I don’t know how or why we lead the lives we do. Why are some people born into a family of millionaires while others scrape to get by? Why is life so easy for some and so difficult for others? Have you ever found yourself judging a person using food stamps to buy their groceries? Have you ever judged welfare recipients? I could go on and on with the questions.

So many questions and judgments often swirl around those who are very different from us. I loved the book Nickel and Dimed which shed a hard light on trying to earn a living on low wages. There are people who are considered the “working poor” earning minimum wage while trying to support a family. In Maid: Hard Work, Low Pay, and a Mother’s Will to Survive by Stephanie Land, we see first hand how much of a challenge it is to work full time, pay bills, care for children, and try to improve your life so you can move ahead.

There were many times during the story where I felt with certainty that the author, Stephanie is way stronger than I could ever be.  Being a mother is hard, being a single mother is probably harder than I can imagine. And being a poor single mom? I don’t know how Stephanie had the inner strength and intelligence to make things work.


Here’s what you need to know:

As a single mother, Stephanie scrubbed the toilets of the wealthy and lived in a dank studio with her daughter. Her journey is one of resilience and grit as she hops from home to home and survives on meager wages and public assistance. MAID is a deep dive into the gut-wrenching truth of both the secret underbelly of middle class America, and the reality of what it’s like to be in service to them. Barbara Ehrenreich writes, “Stephanie Land has something to teach us about both sides of the inequality divide. Neither is what you are expecting.”

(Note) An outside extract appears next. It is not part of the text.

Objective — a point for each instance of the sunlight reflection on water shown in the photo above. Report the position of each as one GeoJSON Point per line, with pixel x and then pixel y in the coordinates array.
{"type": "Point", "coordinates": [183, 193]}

Written in raw, masterful, heart-rending prose, MAID is the story of one woman’s tenacity to survive and break free of the grips of the system to give her child a better life. Stephanie Land’s work gives voice to the working poor. Her compassionate, unflinching writing is fueled by her own struggle as a low-income single mother who aspired to use her stories to expose the reality of pursuing the American Dream while being held under the poverty line.


This is a truthful struggle and the author sugarcoats nothing. You feel her frustration and exhaustion. This isn’t a lesson in poverty in the US, a political commentary, or a guide on how immigrants deal with the same struggles, rather its one woman’s journey and her experiences. I sense none of the “white privilege” we hear about, poverty is a sharp and cutting equalizer.

I am in awe of Stephanie’s fortitude and highly recommend this book. Due out in January 2019.